La deuxième balle entra dans la région du nombril, la troisième en pleine poitrine, la quatrième traversa le cou, la cinquième lui fit éclater la tête ; bien que la sixième fût superflue, il la lui ajusta en plein cœur, un cœur qui ne battait plus depuis plusieurs secondes déjà.
— Et cinq pour vous ! dit Kriss en s’inclinant sur la collaboratrice du juge.
Elle était à demi inconsciente. Kriss lui plaça les deux premières balles dans les yeux. Il s’interrompit ensuite pour contempler le visage de cauchemar. Rézéda ressemblait à un masque de carnaval bavarois. Kriss la composta ensuite au niveau de la taille, selon une ligne horizontale.
On eût dit un sculpteur maniant le ciseau. Il sculptait la mort sur ces corps sans défense. Cette besogne le passionnait. Quand il eut « distribué » à la malheureuse les cinq balles qui lui étaient dévolues, il s’intéressa à Dorothy Trabadjalamouk. Celle-ci rampait lourdement en direction de la porte. Kriss eut un sourire de presque apitoiement.
— Oh ! le gros boa qui voudrait se sauver, fit-il. Croyez-vous que vous pouvez allez loin, gros boa plein de merde ? Non, non ! Restez tranquille et retroussez votre robe, gros boa.
Comme Dorothy gisait, inerte, il lui administra un maître coup de pied dans les côtes.
— Allez, allez, gros boa : exécution ! On relève sa robe ! Voilà. Bravo ! Quelles horribles cuisses gélatineuses et roses ! Non, non, ce n’est pas un boa mais une truie, pardon ! Mettez-vous à genoux, pour voir. J’ai peine à croire qu’il existe de telles dégueulasseries. Vous avez un foutu cul plein de vergetures et de cellulite ! Vraiment, il se trouve des types pour enfoncer leur pénis là-dedans ? La nature humaine est mystérieuse. Ça pendouille de partout, ma chère truie. Vous êtes répugnante ! Ne bougez surtout pas. Je vais vous prendre à mon tour. J’y tiens. Ouvrez-vous tout à fait, truie ignoble ! Plus largement encore ! Quelle horreur !
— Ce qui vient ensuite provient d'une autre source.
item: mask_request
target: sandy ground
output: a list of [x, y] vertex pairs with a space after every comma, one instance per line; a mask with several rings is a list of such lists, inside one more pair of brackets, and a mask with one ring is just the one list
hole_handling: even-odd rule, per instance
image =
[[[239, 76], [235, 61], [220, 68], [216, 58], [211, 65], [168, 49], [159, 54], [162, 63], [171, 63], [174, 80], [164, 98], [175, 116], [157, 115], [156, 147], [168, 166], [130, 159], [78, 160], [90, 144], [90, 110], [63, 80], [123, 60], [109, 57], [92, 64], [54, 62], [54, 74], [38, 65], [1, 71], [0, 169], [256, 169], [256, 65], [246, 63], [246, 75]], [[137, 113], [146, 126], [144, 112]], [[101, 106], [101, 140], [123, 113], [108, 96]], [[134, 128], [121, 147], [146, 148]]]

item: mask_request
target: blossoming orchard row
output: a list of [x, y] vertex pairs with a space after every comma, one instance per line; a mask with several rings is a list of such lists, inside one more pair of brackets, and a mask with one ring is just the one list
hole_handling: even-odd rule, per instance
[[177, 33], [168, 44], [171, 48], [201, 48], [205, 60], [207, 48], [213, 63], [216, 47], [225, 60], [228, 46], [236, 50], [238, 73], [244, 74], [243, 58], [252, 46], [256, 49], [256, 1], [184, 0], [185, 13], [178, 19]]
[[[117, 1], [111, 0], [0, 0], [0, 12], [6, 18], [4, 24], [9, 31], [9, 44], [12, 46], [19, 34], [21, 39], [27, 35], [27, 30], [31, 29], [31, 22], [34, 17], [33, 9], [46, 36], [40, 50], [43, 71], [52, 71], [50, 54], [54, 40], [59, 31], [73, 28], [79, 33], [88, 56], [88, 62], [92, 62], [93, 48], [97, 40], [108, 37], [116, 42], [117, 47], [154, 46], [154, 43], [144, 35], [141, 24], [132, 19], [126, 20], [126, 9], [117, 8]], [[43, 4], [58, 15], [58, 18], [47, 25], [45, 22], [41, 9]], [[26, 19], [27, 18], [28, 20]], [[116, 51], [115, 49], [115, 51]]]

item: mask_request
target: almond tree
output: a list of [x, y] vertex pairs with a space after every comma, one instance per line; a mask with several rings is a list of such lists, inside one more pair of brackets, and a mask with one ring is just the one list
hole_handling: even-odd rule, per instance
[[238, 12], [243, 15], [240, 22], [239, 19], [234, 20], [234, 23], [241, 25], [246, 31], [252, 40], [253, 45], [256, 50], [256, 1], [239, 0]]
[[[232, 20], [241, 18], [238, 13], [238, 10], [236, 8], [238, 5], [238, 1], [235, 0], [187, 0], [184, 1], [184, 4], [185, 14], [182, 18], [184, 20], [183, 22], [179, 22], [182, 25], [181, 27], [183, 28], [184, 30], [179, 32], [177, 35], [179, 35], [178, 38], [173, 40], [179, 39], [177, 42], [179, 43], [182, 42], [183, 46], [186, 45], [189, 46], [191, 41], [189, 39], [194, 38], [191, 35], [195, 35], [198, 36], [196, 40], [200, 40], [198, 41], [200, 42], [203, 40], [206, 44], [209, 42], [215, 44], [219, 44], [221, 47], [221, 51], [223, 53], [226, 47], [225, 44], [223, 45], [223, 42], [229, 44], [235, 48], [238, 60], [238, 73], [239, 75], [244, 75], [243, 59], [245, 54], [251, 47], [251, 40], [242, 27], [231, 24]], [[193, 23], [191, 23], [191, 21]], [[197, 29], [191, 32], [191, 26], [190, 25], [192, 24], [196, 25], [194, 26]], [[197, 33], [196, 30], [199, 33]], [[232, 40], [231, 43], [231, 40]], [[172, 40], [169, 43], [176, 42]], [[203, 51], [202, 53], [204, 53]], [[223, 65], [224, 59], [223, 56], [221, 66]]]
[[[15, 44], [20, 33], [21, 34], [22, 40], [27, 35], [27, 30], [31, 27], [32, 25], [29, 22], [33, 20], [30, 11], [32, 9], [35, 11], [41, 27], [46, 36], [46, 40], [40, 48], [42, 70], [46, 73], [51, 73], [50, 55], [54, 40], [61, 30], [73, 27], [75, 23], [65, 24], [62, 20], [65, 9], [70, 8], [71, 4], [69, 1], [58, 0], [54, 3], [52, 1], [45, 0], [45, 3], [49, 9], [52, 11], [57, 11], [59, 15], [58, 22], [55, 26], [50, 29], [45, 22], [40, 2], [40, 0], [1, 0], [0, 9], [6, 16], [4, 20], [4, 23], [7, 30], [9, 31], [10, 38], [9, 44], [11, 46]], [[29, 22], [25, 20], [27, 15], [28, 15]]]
Il introduisit le canon de la mitraillette dans le sexe béant de la grosse femme.
— C’est bon, ma truie ? Vous me recevez bien ?
Il imprima un mouvement de va-et-vient à l’arme. Dorothy restait à genoux, grotesque sur ses coudes, le ventre pendant, les fesses largement offertes.
Kriss joua un instant de la mitraillette comme d’un gode.
Il s’enfiévrait un peu, donnait à sa voix des modulations qui pouvaient exprimer le désir.
— Vous êtes heureuse, la truie ? Abandonnez-vous complètement ! C’est exquis, n’est-ce pas ? Je crois que je ne vais pas tarder à jouir. Joignez-vous à moi ! Déchargeons ensemble ! Vous voulez bien, la truie ? Ah ! que c’est divin !
Il précipitait le mouvement du canon. Au bout d’un long moment de son manège, Kriss poussa un cri d’orgasme.
— Je décharge ! cria-t-il.
Il pressa la détente et la garda en position de tir. Les cinq dernières balles se perdirent, l’une après l’autre dans le corps difforme de Mrs. Trabadjalamouk. Le cri qu’elle voulut pousser mourut dans la paume de Kriss. Il retira sa main, tandis que la pauvre femme terminait ses jours sur un râle léger. Sentant ses doigts gluants de salive, il les essuya à la robe de sa victime. La mitraillette était restée plantée dans le sexe de Dorothy. Kriss l’y enfonça davantage de la pointe de son soulier. Quand il se retourna, il vit le chauffeur debout dans l’encadrement de la porte qui lui souriait, amusé.
— Ça défoule, dit Kriss sans s’émouvoir. Tout est paré ?
— La fille est dans le coffre de la voiture.
— Alors, allons-nous-en.
Ils remontèrent les degrés de ciment. L’odeur de la poudre et du sang grimpait avec eux.
Le Noir les attendait assis à la place passager. Il s’efforçait de nettoyer des taches de sperme sur son pantalon.
— Si j’avais su, je me serais moins pressé, bougonna-t-il.
— C’était bon tout de même ?
— Impeccable. C’est une petite salope.
— Si le docteur n’est pas trop pressé, j’aimerais bien l’essayer un peu, ricana le chauffeur.
— Tu te taperais les restes d’un négro ? demanda le Noir d’un ton sarcastique.
— Je me taperais même une chèvre qu’un juif vient d’enfiler, assura le chauffeur. Mon zob et mon cerveau font bande à part.
Il éclata de rire.
Kriss retira ses gants qui puaient la poudre, les roula en boule et s’en servit pour faire briller ses chaussures. Il regretta de n’avoir pas téléphoné à la police depuis la villa des Trabadjalamouk, histoire de leur refiler le numéro de la voiture utilisée par les fugitifs. Il le ferait en arrivant à « Sherazade House », après tout, it’s a long way de Suez à Alexandrie.